Two years ago during a very good evening sulfur hatch I was literally getting a refusal on almost every cast. They were coming up to my fly time and time again only to turn away at the last second without eating it. So I began to experiment by changing flies. Started with one I had recently picked up at the Troutfitter. Why? Because it looked good to me. Did it look good to the trout? Apparently not because not one fish even gave it a sniff. Went through my sulfur box, tried comparaduns, split wings, and in line wings, hackles, no hackles, emergers with trailing shucks, encased nymphs with a yellow thorax, spinners with spent wings, broken wings and one wing, yellow bodies, orange bodies, small, medium and large flies, in short everything that was in the box. What did I learn? Which flies to throw away and which flies to keep in my box. Also learned that I needed to keep working on small subtle changes in hopes of finding flies that fish will take more readily.
Assuming you are working on your casting and are making good casts at least part of the time and you are still not getting refusals or takes, change flies, often. Sort out the ones fish eat or at least refuse and leave home the ones they ignore. Finding the "right fly" with which to catch heavily fished Delaware River trout during the sulfur hatch is a challenge that will endlessly test the creative ability of you and every other Delaware River angler.

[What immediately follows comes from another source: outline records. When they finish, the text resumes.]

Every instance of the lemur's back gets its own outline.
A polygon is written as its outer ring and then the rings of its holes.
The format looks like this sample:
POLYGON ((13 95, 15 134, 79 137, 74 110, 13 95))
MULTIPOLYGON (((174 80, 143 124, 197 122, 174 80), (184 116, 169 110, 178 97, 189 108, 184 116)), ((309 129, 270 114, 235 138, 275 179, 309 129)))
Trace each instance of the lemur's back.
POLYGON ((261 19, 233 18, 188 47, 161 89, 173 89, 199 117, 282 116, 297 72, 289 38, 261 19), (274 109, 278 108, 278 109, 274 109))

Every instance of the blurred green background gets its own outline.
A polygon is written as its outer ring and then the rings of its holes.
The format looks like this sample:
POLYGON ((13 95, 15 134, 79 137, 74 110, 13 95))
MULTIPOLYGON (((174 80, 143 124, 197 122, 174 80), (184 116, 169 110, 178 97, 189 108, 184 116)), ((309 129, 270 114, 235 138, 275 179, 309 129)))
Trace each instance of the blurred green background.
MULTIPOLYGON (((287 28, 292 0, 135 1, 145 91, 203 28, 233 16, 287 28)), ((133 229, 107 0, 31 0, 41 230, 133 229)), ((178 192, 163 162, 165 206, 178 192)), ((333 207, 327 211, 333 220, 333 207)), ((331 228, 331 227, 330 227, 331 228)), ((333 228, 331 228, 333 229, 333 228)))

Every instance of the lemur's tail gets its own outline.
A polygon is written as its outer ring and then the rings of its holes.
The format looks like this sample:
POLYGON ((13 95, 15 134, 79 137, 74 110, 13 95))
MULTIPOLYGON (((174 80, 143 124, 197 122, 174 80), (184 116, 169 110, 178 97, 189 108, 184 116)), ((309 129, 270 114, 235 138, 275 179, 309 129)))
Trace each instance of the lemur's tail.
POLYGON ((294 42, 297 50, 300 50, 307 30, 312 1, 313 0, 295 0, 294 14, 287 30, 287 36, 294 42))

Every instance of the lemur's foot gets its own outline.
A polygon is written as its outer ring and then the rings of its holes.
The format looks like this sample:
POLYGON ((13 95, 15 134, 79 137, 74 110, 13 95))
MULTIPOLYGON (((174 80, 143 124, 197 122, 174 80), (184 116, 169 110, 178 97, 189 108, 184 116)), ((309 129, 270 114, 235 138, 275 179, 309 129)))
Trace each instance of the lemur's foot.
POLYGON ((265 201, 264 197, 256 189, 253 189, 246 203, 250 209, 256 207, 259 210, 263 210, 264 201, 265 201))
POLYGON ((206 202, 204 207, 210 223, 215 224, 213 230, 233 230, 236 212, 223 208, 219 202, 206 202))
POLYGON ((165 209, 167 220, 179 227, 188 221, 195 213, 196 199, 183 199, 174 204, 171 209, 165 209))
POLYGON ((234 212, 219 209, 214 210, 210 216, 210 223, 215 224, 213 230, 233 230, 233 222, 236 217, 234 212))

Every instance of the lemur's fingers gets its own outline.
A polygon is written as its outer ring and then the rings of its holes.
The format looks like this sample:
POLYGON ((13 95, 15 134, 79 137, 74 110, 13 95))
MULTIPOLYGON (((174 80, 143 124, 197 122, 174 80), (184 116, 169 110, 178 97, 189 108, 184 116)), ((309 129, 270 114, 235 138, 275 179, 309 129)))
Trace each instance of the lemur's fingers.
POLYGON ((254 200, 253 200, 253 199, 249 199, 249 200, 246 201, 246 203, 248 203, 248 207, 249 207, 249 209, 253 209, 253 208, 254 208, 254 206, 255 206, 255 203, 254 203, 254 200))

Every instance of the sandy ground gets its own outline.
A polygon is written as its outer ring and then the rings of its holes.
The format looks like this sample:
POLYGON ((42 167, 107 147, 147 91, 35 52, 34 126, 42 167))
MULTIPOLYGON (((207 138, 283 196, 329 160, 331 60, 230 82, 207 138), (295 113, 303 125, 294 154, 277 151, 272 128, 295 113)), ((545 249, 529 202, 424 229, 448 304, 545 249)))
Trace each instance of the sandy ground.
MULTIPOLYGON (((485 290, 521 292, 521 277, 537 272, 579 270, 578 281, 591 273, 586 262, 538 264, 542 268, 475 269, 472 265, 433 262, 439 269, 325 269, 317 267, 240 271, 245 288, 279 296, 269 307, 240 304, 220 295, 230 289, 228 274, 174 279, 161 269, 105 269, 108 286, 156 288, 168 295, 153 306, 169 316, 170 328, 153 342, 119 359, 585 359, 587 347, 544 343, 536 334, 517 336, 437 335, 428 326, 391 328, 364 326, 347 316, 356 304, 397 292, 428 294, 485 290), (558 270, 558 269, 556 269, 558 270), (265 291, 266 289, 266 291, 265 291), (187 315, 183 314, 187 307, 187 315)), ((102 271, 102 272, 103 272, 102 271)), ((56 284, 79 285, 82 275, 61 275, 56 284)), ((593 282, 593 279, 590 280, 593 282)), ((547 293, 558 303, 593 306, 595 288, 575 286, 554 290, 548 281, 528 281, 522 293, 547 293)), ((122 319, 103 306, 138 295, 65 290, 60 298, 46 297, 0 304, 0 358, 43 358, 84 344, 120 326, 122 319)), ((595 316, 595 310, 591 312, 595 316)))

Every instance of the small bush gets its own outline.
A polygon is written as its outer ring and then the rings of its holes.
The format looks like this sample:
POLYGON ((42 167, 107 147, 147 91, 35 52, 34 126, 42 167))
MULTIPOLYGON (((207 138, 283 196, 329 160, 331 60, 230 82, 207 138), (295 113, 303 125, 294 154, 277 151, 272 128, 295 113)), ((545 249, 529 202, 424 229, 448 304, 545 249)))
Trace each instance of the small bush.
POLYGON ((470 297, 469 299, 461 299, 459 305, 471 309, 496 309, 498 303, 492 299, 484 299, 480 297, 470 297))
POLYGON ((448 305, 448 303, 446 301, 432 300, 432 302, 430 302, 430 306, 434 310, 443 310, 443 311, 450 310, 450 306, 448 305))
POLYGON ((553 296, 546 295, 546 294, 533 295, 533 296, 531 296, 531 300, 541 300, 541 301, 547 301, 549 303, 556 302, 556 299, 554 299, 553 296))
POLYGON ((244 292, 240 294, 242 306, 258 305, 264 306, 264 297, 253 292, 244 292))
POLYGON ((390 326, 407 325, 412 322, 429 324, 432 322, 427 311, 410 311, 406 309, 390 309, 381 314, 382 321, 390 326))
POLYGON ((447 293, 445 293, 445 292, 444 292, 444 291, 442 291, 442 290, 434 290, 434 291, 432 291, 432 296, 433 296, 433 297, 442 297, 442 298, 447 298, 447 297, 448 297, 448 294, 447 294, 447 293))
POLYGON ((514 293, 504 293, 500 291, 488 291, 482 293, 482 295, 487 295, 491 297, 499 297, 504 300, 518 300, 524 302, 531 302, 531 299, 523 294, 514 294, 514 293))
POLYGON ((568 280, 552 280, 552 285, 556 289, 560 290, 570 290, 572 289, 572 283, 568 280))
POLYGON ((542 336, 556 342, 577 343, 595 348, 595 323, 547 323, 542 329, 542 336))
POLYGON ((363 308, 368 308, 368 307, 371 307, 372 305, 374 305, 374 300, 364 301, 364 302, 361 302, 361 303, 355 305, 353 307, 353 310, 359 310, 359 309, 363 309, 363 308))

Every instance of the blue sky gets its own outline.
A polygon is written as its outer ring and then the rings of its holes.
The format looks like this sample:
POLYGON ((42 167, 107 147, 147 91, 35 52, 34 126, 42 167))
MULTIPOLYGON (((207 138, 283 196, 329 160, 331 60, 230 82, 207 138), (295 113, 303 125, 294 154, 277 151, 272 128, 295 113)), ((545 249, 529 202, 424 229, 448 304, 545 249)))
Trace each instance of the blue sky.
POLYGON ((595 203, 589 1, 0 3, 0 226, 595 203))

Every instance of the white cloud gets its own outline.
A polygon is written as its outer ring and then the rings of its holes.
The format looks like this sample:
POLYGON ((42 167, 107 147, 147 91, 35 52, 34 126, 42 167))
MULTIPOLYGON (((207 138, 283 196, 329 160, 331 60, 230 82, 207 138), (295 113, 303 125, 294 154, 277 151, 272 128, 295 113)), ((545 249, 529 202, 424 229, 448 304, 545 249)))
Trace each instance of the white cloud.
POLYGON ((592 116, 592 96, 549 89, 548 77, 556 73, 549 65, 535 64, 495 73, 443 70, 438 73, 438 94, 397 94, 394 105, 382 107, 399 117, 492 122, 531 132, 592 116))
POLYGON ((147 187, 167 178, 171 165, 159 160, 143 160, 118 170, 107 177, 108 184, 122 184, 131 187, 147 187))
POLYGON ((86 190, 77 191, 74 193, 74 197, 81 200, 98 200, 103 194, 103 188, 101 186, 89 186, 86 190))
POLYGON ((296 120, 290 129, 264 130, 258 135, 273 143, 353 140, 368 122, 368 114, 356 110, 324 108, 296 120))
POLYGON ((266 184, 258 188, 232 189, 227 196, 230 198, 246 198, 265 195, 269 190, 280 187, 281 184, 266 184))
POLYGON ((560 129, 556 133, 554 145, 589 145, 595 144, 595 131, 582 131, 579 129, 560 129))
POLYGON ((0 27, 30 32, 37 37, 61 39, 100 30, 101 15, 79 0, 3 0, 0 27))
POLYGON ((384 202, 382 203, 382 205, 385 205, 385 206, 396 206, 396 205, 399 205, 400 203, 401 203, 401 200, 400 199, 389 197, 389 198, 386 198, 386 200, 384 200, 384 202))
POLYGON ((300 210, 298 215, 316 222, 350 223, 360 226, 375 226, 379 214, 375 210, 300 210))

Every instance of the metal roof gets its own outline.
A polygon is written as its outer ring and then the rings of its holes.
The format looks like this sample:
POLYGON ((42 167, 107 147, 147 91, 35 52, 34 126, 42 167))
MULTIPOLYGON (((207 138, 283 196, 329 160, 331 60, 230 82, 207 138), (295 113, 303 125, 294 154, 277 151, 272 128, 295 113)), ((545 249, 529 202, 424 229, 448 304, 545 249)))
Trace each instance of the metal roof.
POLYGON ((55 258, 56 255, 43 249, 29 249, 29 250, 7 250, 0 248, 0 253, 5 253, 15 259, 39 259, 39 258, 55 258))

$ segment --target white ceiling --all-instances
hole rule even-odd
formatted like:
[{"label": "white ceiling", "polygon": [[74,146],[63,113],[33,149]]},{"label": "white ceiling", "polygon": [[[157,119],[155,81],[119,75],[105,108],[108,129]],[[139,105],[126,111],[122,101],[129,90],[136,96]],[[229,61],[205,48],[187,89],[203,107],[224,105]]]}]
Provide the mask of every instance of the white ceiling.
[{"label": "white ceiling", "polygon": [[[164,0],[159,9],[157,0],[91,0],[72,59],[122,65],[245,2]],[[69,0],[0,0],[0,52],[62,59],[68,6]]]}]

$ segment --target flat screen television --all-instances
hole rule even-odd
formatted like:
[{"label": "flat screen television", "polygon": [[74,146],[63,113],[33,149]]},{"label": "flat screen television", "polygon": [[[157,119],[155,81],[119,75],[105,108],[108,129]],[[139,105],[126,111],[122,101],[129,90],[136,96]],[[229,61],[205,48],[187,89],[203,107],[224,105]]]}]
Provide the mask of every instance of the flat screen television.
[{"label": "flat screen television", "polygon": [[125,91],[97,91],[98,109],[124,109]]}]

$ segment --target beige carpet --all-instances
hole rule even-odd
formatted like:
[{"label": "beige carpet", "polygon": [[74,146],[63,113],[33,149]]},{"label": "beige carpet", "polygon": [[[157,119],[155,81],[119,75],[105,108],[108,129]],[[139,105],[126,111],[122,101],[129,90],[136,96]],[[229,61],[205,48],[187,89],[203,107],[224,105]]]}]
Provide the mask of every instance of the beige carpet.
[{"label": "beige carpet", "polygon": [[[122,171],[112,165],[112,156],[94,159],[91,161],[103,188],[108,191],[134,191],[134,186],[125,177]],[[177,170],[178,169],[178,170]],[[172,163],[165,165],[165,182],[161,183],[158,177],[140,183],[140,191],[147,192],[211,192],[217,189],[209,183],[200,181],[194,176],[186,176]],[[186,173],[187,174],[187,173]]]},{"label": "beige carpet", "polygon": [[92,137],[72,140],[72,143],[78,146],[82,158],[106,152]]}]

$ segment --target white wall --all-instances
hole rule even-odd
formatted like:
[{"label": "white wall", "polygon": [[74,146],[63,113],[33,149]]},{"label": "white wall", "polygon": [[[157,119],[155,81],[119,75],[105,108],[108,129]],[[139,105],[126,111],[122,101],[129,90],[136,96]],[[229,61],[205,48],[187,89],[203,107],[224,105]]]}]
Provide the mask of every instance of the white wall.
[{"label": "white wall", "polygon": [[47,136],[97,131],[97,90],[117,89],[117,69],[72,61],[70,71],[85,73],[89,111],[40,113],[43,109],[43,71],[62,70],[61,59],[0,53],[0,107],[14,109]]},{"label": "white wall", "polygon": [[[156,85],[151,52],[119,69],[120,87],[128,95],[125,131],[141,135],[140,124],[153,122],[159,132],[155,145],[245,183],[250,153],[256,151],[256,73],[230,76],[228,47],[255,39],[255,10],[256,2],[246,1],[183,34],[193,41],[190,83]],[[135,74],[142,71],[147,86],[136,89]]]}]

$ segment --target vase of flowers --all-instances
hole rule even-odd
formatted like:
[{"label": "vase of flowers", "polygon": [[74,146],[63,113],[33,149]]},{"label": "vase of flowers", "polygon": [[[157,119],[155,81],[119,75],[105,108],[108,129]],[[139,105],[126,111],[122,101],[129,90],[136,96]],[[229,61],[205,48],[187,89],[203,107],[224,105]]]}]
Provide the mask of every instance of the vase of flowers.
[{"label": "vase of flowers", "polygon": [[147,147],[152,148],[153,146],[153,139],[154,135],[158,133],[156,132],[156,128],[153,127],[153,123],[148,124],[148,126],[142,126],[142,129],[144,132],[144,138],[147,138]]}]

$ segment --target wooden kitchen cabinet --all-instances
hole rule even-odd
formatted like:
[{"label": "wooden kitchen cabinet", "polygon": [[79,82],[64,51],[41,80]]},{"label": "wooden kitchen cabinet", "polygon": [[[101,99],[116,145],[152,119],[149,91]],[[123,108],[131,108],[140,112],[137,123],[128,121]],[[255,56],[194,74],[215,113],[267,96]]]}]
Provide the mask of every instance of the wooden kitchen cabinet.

Note to Keith - As a tone deaf word smith wanna be, I was a long time Chapin fan, and have been known to slip in many a reference to Harry over the years (for sure several since you joined our ranks). With due respect to all the other sharp eyes who have ferreted out other musical references your "Do what you do", back in May was my first hookup on Chapin lyrics. Sad to think so few of his fans are left, he truly could paint a picture with words.